You can deploy Datasette to other hosting providers using the instructions on this page.

Deployment fundamentals#

Datasette can be deployed as a single datasette process that listens on a port. Datasette is not designed to be run as root, so that process should listen on a higher port such as port 8000.

If you want to serve Datasette on port 80 (the HTTP default port) or port 443 (for HTTPS) you should run it behind a proxy server, such as nginx, Apache or HAProxy. The proxy server can listen on port 80/443 and forward traffic on to Datasette.

Running Datasette using systemd#

You can run Datasette on Ubuntu or Debian systems using systemd.

First, ensure you have Python 3 and pip installed.

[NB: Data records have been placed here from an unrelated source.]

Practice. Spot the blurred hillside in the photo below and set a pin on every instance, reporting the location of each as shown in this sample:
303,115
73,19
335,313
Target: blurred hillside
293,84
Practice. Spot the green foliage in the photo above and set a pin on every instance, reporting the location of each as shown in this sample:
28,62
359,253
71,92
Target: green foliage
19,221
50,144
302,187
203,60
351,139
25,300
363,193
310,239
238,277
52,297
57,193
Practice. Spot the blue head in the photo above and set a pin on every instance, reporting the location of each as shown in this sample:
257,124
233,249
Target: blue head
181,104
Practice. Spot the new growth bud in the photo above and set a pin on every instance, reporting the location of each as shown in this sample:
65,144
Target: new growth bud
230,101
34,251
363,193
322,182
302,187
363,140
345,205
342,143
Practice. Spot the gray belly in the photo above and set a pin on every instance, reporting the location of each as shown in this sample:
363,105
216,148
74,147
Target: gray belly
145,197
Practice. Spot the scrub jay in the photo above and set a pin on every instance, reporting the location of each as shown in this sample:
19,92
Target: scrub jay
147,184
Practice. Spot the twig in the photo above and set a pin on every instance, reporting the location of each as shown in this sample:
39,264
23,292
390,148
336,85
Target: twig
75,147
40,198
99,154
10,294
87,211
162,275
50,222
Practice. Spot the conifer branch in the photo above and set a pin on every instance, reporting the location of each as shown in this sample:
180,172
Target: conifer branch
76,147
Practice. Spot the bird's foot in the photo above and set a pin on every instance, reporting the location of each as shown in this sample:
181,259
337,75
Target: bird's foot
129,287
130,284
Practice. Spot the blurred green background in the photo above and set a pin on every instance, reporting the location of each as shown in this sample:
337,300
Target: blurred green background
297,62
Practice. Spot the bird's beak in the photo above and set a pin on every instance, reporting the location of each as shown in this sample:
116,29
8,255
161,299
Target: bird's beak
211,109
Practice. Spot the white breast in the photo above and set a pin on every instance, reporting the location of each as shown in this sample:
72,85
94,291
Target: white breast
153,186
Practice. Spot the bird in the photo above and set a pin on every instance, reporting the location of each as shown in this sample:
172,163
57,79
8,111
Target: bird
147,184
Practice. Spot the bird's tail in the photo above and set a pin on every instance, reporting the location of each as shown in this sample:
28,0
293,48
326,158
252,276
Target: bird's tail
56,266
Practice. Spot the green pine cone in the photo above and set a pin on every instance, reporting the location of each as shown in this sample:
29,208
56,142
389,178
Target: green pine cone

On Ubuntu you can use sudo apt-get install python3 python3-pip.

You can install Datasette into a virtual environment, or you can install it system-wide. To install system-wide, use sudo pip3 install datasette.

Now create a folder for your Datasette databases, for example using mkdir /home/ubuntu/datasette-root.

You can copy a test database into that folder like so:

cd /home/ubuntu/datasette-root
curl -O https://latest.datasette.io/fixtures.db

Create a file at /etc/systemd/system/datasette.service with the following contents:

[Unit]
Description=Datasette
After=network.target

[Service]
Type=simple
User=ubuntu
Environment=DATASETTE_SECRET=
WorkingDirectory=/home/ubuntu/datasette-root
ExecStart=datasette serve . -h 127.0.0.1 -p 8000
Restart=on-failure

[Install]
WantedBy=multi-user.target

Add a random value for the DATASETTE_SECRET - this will be used to sign Datasette cookies such as the CSRF token cookie. You can generate a suitable value like so:

$ python3 -c 'import secrets; print(secrets.token_hex(32))'

This configuration will run Datasette against all database files contained in the /home/ubuntu/datasette-root directory. If that directory contains a metadata.yml (or .json) file or a templates/ or plugins/ sub-directory those will automatically be loaded by Datasette - see Configuration directory mode for details.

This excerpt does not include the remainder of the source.